Opinion: If health reform law dies, California’s working poor would lose

By David Lazarus, Los Angeles Times

If the healthcare reform law is thrown out by theU.S. Supreme Court — as many fear could happen based on the comments of conservative justices — more than 700,000 low-income Californians could lose a once-in-a-lifetime chance to obtain affordable health insurance.

At stake is what’s known as a Basic Health Plan. This is a system provided for by the reform law, fully funded by the federal government, that would extend coverage to people who may not be able to afford conventional insurance policies but don’t qualify for Medi-Cal.

State Sen. Ed Hernandez, D-West Covina, chairman of the Senate health committee, is the author of legislation that would create a Basic Health Plan in California beginning in 2014. It would provide coverage to about 720,000 people for as little as $30 a month.

But that’s only if the reform law remains intact, providing up to $3 billion in federal funds needed annually to make the program a reality.

“If the court throws out the entire law, that’s the nuclear option,” Hernandez told me. “The Basic Health Plan would lose all funding.

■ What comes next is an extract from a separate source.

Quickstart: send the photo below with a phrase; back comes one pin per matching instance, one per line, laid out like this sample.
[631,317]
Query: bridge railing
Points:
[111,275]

It’s what I’m afraid of most.”

Critics of the healthcare reform law focus primarily on its requirement that most people buy insurance or face a modest tax penalty, which is the trade-off for a separate requirement that insurers provide coverage to everyone, regardless of medical condition.

These critics seldom acknowledge other aspects of the law aimed at helping insure some of the roughly 50 million people in this country who now lack coverage.

That’s an act of pure selfishness (even though we’d all benefit from having fewer people relying on emergency services for treatment). It’s also a display of heartlessness unbefitting a country that claims to define itself by love-thy-neighbor Judeo-Christian values.